China has reported its first domestic cases of the Omicron subvariant known as BA.5-a highly-transmissible strain feared for its immunity-evading ability-renewing calls for accelerating COVID-19 vaccine booster campaigns.
Xi'an, capital of Northwest China's Shaanxi province, confirmed on Tuesday that the latest outbreak hitting the city was caused by the BA.5 strain. As of Wednesday, the city had reported 33 infections.
Officials in Beijing said on Wednesday that new infections registered in the capital since Tuesday were found to be BA.5, but its transmission chain was clear and controllable.
The first imported case of BA.5 was discovered in an incoming traveler arriving in Shanghai from the Netherlands on April 27. The patient recovered and was released from hospital on May 12, according to an article published by China CDC Weekly, the national public health bulletin and an academic platform established by the Chinese Center for Disease Control and Prevention.
The outbreaks sweeping large parts of China since February, including Shanghai, were mainly caused by the BA.2 Omicron subvariant, according to Wang Wenling, a researcher at China CDC's National Institute for Viral Disease Control and Prevention.
"Recently, the number of BA.4 and BA.5 cases found in inbound travelers has been on the rise," she said during a news conference in late June. "Preliminary research shows that their transmissibility and ability to evade immunity have enhanced, increasing difficulties for China's disease control work."
It was estimated that the R0, or basic reproduction number, of the original strain of COVID-19 was about 3.3, meaning an infected person will transmit it to an average of 3.3 people. The Delta strain has an average R0 of about 5 and the BA.1 strain of Omicron has an R0 of 9.5, according to information released by health authorities in Australia.
Studies led respectively by Chinese and South African scientists found that BA.2 is 1.4 times more transmissible than BA.1, and BA.5 has a spread advantage over BA.2 similar to that of BA.2 over BA.1.
Scientists said the new strain's spread advantage is likely driven by its strong ability to evade immunity.
Compared to dominant strains, BA.4 and BA.5 "are substantially more resistant (to antibodies harbored in vaccinated and boosted individuals) and thus more likely to lead to vaccine breakthrough infections", according to a preprint study published by researchers from Columbia University in the journal Nature.

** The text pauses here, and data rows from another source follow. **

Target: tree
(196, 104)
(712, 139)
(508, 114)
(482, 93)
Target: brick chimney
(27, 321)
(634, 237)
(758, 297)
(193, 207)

"The Omicron lineage of SARSCoV-2 continues to evolve, successively yielding subvariants that are not only more transmissible but also more evasive to antibodies," the article concluded.
While BA.5 has only just begun its assault on the mainland, the formidable strain is quickly rising to dominance in some other countries, fueling new case surges in Australia and Europe.
In the United States, BA.5 made up 53.6 percent of COVID-19 cases for the week ending on July 2, up from 40.5 percent from the previous week. The proportion of the previous dominant strain of BA.2.12.1 dropped to second place at around 27 percent, down from nearly 40 percent.
However, whether the new strain can lead to more severe symptoms and result in severe harm to lungs as seen in the original strain remains unclear.
Jin Dongyan, a virologist at the University of Hong Kong, said that even though BA.5 can bypass immunity, getting fully vaccinated and boosted will remain effective at reducing total case numbers and lowering mortality.
China should intensify efforts to administer booster shots, especially for the elderly, he said during an interview with 8am Health Insight, an online news outlet.
As of June 27, the mainland had fully vaccinated 89.4 percent of its population and 83.4 percent of the elderly. Nearly 790 million people had received a booster shot, including 172.5 million seniors.